Sanjay Suri
LONDON, Mar 9 2006 (IPS) – The decision by Brazil to join an innovative immunisation programme can have long-term health benefits, and more-long term consequences for financing development.
Brazilian President Luiz Inacio Lula da Silva announced in London Thursday that Brazil will contribute 20 million dollars over 20 years to the International Finance Facility for Immunisation (IFFIm).
Brazil joins six European nations France, Italy, Norway, Spain, Sweden and Britain in committing funds to the innovative financing mechanism.
IFFIm was introduced to provide funding for new and under-used vaccines for treatment of conditions such as hepatitis and yellow fever. The global programme caught particular attention because it was held up as a prototype of funding under the International Finance Facility (IFF) proposed by British finance minister Gordon Brown.
The IFF proposes to front-load aid. This means that governments use a long-term budget to pay out money early. Money will be raised through bonds against donor commitments to speed up money availability, in effect combining government aid with the market.
In effect it is like taking out a mortgage, Jane-Pierre Lecalvez from the GAVI Alliance (formerly the Global Alliance for Vaccines and Immunisation) told IPS on phone from Geneva. The money needed is made immediately available, and repaid later.
The model has worked very well for IFFIm, Lecalvez said. We have been able to save 1.7 million lives in a few years. Once we have our targeted 4 billion dollars, we will be able to save five million children and five million adults.
The commitment announced by Brazil is relatively small but significant, Lecalvez said. It shows that emerging economies are taking development seriously, also from the funding standpoint.
Brazil has been keen to develop a vaccine to support this programme, Lecalvez said. Brazil is very keen to reach every child in Brazil with a vaccination programme. This shows that countries like Brazil are taking development issues in their own hands, and making a contribution, and not just working with donors.

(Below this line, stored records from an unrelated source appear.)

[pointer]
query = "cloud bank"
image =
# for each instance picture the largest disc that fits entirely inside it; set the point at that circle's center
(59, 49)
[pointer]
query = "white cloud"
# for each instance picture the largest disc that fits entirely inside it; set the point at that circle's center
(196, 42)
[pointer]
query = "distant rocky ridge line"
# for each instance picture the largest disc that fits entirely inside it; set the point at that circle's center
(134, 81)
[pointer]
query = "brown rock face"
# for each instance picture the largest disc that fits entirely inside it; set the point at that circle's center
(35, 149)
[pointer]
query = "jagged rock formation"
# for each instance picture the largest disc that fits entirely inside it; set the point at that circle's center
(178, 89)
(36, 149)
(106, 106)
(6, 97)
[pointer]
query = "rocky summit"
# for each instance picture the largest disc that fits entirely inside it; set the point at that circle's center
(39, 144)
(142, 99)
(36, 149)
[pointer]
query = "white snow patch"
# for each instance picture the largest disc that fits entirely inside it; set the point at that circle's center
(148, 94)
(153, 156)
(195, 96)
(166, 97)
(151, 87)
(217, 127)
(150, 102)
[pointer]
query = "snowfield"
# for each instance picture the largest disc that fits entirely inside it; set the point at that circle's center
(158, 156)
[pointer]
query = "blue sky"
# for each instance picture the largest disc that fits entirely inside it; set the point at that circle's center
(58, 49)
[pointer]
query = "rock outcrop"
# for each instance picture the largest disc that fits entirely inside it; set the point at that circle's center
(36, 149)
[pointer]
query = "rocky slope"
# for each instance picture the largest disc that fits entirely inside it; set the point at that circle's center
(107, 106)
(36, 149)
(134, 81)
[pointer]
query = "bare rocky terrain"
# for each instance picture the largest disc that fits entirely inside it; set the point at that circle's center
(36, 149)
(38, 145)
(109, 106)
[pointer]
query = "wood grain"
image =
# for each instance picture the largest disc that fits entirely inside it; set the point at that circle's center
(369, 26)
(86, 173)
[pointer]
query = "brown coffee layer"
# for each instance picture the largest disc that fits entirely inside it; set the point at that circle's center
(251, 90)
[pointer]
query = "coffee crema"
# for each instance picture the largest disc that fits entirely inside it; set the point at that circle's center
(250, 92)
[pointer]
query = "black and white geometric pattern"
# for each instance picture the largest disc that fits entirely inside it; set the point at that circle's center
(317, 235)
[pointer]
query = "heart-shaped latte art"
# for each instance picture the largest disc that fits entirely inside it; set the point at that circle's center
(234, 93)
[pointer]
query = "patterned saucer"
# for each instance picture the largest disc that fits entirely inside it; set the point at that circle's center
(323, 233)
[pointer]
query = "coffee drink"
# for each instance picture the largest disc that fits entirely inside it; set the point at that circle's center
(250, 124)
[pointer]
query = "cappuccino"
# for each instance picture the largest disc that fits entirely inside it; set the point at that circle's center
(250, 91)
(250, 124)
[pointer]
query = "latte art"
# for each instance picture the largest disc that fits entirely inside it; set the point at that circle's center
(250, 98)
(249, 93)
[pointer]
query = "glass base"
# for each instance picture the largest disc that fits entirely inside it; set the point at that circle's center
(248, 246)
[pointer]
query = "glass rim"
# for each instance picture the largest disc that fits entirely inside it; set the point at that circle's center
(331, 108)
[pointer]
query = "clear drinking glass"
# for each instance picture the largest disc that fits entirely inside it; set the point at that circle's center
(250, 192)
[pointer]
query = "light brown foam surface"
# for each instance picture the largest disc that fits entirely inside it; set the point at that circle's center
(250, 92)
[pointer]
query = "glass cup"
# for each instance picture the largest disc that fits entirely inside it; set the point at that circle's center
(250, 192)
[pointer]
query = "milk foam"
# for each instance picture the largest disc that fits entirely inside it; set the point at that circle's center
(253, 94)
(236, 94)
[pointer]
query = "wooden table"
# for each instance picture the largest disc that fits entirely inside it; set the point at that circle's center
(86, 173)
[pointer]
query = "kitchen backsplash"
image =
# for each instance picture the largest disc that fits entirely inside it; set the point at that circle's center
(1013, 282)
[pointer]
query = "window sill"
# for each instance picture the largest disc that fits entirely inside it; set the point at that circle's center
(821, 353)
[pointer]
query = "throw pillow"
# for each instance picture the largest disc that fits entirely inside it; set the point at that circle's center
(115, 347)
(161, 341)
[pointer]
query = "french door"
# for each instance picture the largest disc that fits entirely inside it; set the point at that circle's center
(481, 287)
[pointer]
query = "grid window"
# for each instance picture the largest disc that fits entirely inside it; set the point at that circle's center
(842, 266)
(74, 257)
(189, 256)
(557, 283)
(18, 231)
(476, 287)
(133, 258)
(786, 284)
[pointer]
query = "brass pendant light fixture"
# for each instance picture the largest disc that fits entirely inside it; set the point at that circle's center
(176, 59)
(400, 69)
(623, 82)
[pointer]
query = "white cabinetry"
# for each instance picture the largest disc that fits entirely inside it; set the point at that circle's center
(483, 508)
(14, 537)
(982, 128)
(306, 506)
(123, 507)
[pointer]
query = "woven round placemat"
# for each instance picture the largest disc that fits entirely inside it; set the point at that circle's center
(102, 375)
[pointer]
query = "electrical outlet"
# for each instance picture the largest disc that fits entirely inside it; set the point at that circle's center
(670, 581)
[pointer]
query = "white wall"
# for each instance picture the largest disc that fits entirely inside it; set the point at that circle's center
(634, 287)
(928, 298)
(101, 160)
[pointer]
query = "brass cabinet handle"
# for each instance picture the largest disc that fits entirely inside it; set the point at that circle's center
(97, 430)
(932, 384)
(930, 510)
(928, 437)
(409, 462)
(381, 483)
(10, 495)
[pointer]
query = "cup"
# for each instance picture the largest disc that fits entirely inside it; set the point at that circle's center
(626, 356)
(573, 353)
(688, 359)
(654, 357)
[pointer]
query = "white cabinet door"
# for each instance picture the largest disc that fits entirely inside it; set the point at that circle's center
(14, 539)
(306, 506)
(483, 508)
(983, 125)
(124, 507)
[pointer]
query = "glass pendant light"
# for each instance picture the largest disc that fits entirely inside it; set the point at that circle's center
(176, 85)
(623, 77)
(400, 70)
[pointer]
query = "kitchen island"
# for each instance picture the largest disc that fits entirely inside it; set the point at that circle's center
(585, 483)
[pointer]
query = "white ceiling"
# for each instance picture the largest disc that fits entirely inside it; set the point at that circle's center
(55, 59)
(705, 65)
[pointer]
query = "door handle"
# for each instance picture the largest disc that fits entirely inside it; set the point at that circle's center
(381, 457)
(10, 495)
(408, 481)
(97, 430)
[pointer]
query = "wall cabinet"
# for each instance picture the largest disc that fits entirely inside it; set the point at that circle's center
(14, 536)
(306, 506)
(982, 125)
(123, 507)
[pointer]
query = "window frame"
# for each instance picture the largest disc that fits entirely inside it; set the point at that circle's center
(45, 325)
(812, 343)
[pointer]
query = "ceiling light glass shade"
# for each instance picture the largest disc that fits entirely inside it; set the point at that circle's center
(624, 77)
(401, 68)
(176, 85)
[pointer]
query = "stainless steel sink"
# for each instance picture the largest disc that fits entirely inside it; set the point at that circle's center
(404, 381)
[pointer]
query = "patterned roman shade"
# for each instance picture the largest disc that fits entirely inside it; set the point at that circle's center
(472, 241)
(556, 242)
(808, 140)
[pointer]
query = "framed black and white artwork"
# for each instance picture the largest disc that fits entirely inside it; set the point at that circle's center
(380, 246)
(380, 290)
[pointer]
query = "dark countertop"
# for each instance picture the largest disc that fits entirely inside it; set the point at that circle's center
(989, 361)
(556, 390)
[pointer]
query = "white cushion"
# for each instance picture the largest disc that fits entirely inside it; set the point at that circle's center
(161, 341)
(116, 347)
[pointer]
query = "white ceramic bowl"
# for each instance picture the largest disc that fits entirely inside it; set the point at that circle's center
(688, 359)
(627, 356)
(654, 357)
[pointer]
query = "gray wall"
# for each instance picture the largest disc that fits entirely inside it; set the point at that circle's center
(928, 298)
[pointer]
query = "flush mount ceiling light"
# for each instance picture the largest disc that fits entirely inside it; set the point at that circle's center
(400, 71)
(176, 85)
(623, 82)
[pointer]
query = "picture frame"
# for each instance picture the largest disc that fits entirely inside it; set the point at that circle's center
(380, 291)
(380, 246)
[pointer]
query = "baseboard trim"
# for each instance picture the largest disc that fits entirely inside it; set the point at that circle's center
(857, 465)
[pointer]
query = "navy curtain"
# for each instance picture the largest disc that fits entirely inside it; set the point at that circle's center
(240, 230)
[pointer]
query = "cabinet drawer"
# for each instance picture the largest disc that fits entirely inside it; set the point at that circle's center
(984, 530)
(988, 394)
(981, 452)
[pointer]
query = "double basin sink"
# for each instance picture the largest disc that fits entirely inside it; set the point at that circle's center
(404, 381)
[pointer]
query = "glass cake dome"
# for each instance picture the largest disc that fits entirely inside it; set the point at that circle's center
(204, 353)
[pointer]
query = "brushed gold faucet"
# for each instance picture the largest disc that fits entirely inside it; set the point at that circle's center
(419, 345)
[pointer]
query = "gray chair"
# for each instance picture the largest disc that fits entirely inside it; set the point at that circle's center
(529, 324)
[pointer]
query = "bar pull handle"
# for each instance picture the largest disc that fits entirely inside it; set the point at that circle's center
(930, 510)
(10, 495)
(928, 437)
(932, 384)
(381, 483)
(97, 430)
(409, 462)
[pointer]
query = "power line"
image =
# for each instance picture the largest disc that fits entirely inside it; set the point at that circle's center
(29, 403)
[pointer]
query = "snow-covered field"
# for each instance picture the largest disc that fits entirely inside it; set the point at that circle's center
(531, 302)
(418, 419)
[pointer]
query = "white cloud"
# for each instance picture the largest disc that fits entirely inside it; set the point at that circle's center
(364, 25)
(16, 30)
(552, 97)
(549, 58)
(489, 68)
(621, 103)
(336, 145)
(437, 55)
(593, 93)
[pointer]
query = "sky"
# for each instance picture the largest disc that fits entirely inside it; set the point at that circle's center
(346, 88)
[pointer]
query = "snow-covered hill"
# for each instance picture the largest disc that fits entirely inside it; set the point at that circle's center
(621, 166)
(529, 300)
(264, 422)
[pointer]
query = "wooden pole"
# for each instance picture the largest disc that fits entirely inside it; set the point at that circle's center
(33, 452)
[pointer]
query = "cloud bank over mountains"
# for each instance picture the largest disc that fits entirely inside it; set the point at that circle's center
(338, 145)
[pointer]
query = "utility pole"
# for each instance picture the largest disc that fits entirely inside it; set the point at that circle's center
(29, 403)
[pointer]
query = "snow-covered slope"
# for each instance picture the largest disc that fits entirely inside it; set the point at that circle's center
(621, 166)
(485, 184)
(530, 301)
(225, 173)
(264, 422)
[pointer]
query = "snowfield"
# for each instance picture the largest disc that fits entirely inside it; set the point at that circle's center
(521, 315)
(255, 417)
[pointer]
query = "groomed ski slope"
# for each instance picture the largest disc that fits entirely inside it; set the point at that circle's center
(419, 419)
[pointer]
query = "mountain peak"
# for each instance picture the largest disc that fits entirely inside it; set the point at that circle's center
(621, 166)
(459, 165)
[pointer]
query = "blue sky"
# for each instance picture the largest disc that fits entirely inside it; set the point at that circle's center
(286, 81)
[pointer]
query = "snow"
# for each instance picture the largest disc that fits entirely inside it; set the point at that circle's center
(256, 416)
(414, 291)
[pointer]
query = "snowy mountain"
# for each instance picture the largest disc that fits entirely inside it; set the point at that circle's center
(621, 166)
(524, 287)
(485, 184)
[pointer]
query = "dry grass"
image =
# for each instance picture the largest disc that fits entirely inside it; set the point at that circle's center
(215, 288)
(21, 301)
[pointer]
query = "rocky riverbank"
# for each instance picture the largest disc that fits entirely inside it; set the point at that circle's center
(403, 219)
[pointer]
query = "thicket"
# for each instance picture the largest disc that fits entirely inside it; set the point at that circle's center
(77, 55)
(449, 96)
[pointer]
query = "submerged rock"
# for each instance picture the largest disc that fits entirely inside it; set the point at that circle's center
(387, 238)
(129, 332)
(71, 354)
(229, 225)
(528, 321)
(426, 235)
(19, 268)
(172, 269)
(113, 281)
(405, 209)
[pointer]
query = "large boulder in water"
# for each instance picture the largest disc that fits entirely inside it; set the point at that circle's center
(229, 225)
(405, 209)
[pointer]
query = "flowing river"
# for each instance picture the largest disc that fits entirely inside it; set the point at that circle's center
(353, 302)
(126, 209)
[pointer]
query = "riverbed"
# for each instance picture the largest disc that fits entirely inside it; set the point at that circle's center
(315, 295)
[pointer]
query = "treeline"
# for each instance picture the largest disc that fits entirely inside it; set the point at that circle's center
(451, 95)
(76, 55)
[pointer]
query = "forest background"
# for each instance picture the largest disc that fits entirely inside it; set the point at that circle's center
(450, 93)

And IFFIm shows that innovative financing for development really works, he said. It shows a need to look beyond all the old models such as tied aid.
Under IFFIm governments are committed to a funding from 2006 to 2025, but the money would actually be disbursed over a ten-year period. This speeding up of the money will save millions of lives, Lecalvez said.
GAVI works as an international health partnership that includes the United Nations Children s Fund (Unicef), the World Health Organisation, the World Bank, the Bill Melinda Gates Foundation, and representatives of the vaccine industry in both industrialised and developing countries.
President Lula who is visiting London said in a statement: Brazil and the UK understand that our future depends on victory in the struggle against social inequality, and on the elimination of hunger and poverty. To this effect, Brazil has decided to join the British initiative of creating an International Finance Facility for Immunisation, and will be contributing 20 million dollars over 20 years.
With new funding from IFFIm, GAVI announced it will work with its partners to scale up their efforts to reach more children with life- saving vaccines, while providing significant new support to strengthen health systems.
The design of this innovative financing mechanism is particularly exciting because it allows capital to flow directly from the markets to a place where it can have a tremendous impact on the lives of the world s poor, Alan Gillespie, chairman of the Ulster Bank Group and chair of the IFFIm board said in a statement. Instead of losing excess liquidity in the capital markets to profit-making entities, we are harnessing some of it for development.
Dr. Ciro de Quadros, president of the Albert B. Sabin Vaccine Institute in Washington DC, and chairman of GAVI s independent review committee, said Brazil is announcing its support for IFFIm the same week that it introduces one of two new rotavirus vaccines.
This year the government will immunise three million newborns against the disease that causes dehydrating diarrhoea and kills 500,000 children globally every year, de Quadros said.
As a large buyer of vaccines, GAVI said in a statement it has stimulated new market interest in producing vaccines. While a few years ago there was only one manufacturer of the combined Diphtheria-Tetanus-Pertussis- Hepatitis B vaccine, 11 companies have submitted bids to begin supplying the vaccine in 2006.
The statement from GAVI says its efforts are critical to achieving the Millennium Development Goal on child health, which calls for reducing childhood mortality by two-thirds by 2015. Of the more than 10 million children who die before reaching their fifth birthday every year, 2.5 million die from diseases that could be prevented with currently available or new vaccines.